こうした変化の中で、諸君は卒業し、医師あるいは看護師としての一歩
を踏み出されるわけですが、最先端の知識と技術を身に付けるだけでなく、国
際人としての語学やマナーなども兼ね備えた、知的エリートとして活躍してほ
しいと思います。門出に当たり、鎌倉時代初期の禅僧であり、日本における曹
洞宗の開祖である道元禅師の言葉を伝えたいと思います。道元禅師の言行録で
ある正法眼蔵随聞記(しょうぼうげんぞうずいもんき)には、「無益のことを
行じて徒(いたずら)に時を失うことなかれ」、と書かれています。諸君たち
のように有能な人物が、毎日毎日の貴重な時間を無駄に使うのは、あたかも最
上の財産を失うようなものであると教えています。
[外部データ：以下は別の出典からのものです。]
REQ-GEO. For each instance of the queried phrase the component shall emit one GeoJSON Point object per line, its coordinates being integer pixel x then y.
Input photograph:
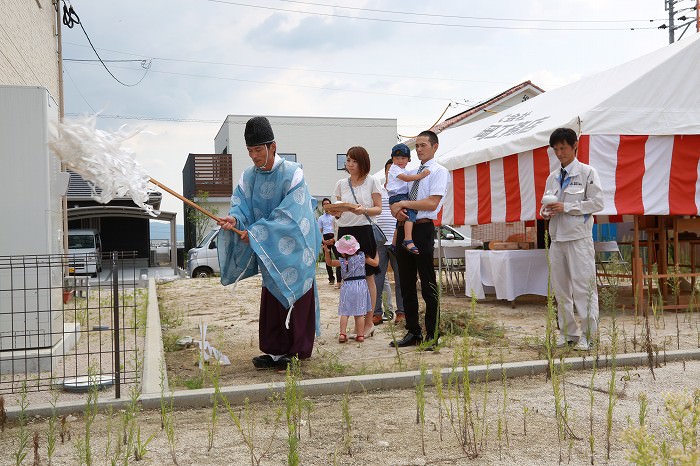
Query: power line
{"type": "Point", "coordinates": [77, 89]}
{"type": "Point", "coordinates": [282, 68]}
{"type": "Point", "coordinates": [423, 23]}
{"type": "Point", "coordinates": [304, 86]}
{"type": "Point", "coordinates": [484, 18]}
{"type": "Point", "coordinates": [71, 18]}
日々の切磋琢磨を心がけ、
充実した医療人としての人生を歩んでください。
また、「球(たま)は琢磨(たくま)によりて器(き)となる、人は練
磨により仁(じん)となる、何(いずく)の玉か はじめより光有る、誰人(た
れびと)か初心より利なる。必ずみがくべし、すべからく練(ね)るべし。自
ら卑下して学道をゆるくする事なかれ。」と説いています。球は磨(みが)く
ことで初めてひかり、価値が出るのです。人も同じで、自らを磨(みが)き鍛
錬して初めて素晴らしい人になるのです。最初から素晴らしい働きが出来る人
などはいないのです。能力が劣っているなどと自分を卑下して学ぶ努力をおこ
たってはなりません。経験や知識が十分にないからといって、気後れする必要
はなく、素晴らしい医療人となるために、長い間の懸命な努力によって初心を
貫いてください。
諸君たちが選んだ道は、人の命を救うという崇高な理念に裏付けられた
職業です。努力に努力を重ね、粘りと信念、自信をもって仕事に邁進してくだ
さい。頭はいつも全回転、体力の続く限り、一分の隙もみせずに医療に打ち込
んでください。君たちの一生は勉強であり、その時間はあっという間に過ぎ去
ってゆきます。医療人にとって、まさしく「生は短く、術は長し」であります。
仕事に情熱を傾け、貴重な時間を無駄に過ごさないように心がけてください。
学長として、君たちをここに送り出す名誉を今、かみしめています。日本屈
指の歴史を有する京都府立医科大学の卒業生としてその伝統を受け継ぎ、発展
させ、誇りを持ってすばらしい人生を送ってください。
結びに当たり、卒業生の皆さんにはくれぐれも健康に留意され、医師・看護師・
研究者として人のためになる立派な医療人に成長されますことを切に願いま
すとともに、本日御臨席をいただきました皆様の御健勝と御多幸を祈念いたし
まして式辞といたします。本日は、誠におめでとうございます。